Oh work - why must you keep coming up with new and creative ways to totally and utterly suck?!?
I put up with a lot of craziness around here. Some of it is the nature of the beast and some of it is just people acting like beasts. Too tired to argue about which is which anymore.
But some things need to stop. Like, pronto. Continuing to refer to the two days over the weekend as time that can be devoted to work is not okay. Telling me today that I have "a whole week" to get something done by next Thursday morning is not at all accurate. I have 4.5 work days, at most given the time this needs to be done by next Th.
This is aside from the fact that I have an approved vacation day on Monday (so, for argument's sake that would knock it down to 3.5 days), then have to work all day in another city for an event on Tuesday (won't say the whole day is a wash, but I would only say I could use .5 of it for something OTHER than said event), so now we're down to 3 days. Carting myself back from the other city (which happens to be on the other side of the country) will take away my entire Wednesday, so now we're at about 2 days, tops.
And 2 days would be plenty. You know, if I didn't have everything else going on and nothing else NEW gets piled on me in that time frame.
I hate complaining about work, I really do. One, because I know there are people out of work who would love to have a job to complain about. Two, because I am fairly certain I must sound like an annoying broken record, and I hate that.
But I am just so GD tired, and don't know how to fix any of this any more. I would love a few days of vacation time, even if I was just sitting at home in my apartment, just to be able to clear my head and mentally take a break.

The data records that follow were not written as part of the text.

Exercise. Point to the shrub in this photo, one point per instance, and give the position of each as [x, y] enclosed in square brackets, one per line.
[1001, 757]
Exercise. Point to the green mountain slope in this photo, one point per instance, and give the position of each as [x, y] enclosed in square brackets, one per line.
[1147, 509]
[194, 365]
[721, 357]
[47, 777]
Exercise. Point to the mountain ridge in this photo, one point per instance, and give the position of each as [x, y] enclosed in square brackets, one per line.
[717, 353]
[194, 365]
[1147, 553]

But given my work's attitude towards the weekends, I am sure it isn't a surprise that vacation time isn't really viewed as "time off" from work around these parts. To be fair, they don't say that outright, but the fact that I usually sleep with my work blackberry should give you some insight into the level of accessibility and responsiveness that is expected of me.

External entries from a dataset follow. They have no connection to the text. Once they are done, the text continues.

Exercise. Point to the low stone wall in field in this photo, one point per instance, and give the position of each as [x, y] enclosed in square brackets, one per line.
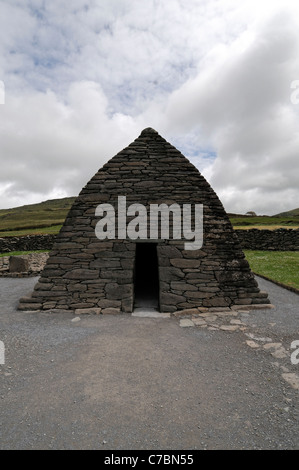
[26, 243]
[269, 240]
[31, 264]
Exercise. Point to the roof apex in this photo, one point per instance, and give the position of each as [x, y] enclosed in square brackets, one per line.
[149, 131]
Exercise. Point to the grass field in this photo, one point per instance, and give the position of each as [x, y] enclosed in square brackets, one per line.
[48, 216]
[281, 266]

The cherry on my sundae of today is that the super-secret job that I was moving heaven and earth to interview for, was seriously willing and ready to take a huge pay cut to accept, is now on hold for filling the position with no idea when (I daresay IF) they may make a hiring decision. It's funny how one thing that wasn't even a certainty can give you so much hope and how low you can feel once that light of hope is extinguished.
And for anyone who would dare ask what I am doing writing a little blog post about it all when I could have been working and trying to lessen the load...the 20 or so minutes I just spent doing this was much needed therapy. To soothe and calm myself so I didn't just lose all composure and shoot off an email with those five powerful letters.
Because on days like today, I feel like it's something I could see myself doing.